Quel est votre bilan après plus de cinq années d’aventures et de recherches archéologiques sur le territoire d’AlUla ?
On peut en effet parler d’aventure, et quelle aventure ! À notre arrivée il y a cinq ans, nous savions que nous avions affaire à un patrimoine d’exception et que les recherches apporteraient leur lot de découvertes. Ce à quoi nous ne nous attendions pas, c’est la densité, la richesse et le très bon état de préservation du matériel archéologique et des vestiges (céramique, statuaire in situ dans des contextes archéologiques intacts), permettant des avancées déterminantes et majeures en termes de chronologie, de contacts avec les autres peuples et civilisations. Il y a eu tant de moments forts que cela reste difficile de choisir ! Celui qui me vient à l’esprit est la découverte par l’équipe franco-saoudienne de Dadan (CNRS/KSU) d’une statue colossale lihyanite de près d’une tonne, en remploi dans un mur tardif du grand sanctuaire du dieu Dhu Ghaybat. Sa dépose, que nous avons organisée au musée d’AlUla avec la Commission Royale pour AlUla, au printemps 2022, fut un grand moment. Par un hasard de calendrier, cela a coïncidé avec le moment où nous coordonnions avec notre partenaire le prêt au musée du Louvre à Paris d’une autre statue colossale appartenant à la même série. Elle trône désormais dans la salle 314 des Antiquités Orientales et c’est toujours une grande émotion de lui rendre visite.
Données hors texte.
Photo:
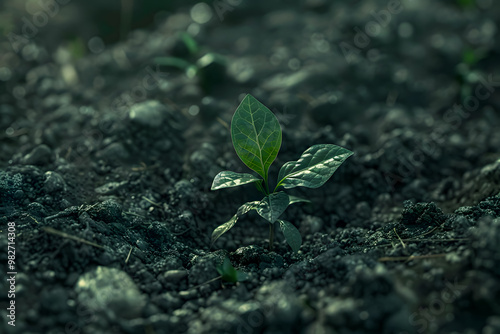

Que reste-t-il à découvrir dans la région ?
Nous n’en sommes qu’au tout début, qu’il s’agisse de la région d’AlUla comme du reste du Royaume, où plusieurs milliers de sites ont été identifiés par les autorités locales et restent à être étudiés. L’ampleur de la tâche est colossale. Les découvertes de nos chercheurs à AlUla et Khaybar soulèvent des questions fondamentales sur les modalités d’occupation de la péninsule au Néolithique, l’apparition de phénomènes proto urbains à l’âge du Bronze dans une région où on ne l’attendait pas. Cela pose également la question des connexions qu’entretenaient ces oasis entre elles et avec l’extérieur depuis les premiers temps du commerce caravanier jusqu’à l’époque moderne. J’utilise souvent le terme de page blanche – sous le sable dorment encore de nombreux sites et vestiges archéologiques dont l’étude va redessiner nos livres d’histoire, cela est une certitude.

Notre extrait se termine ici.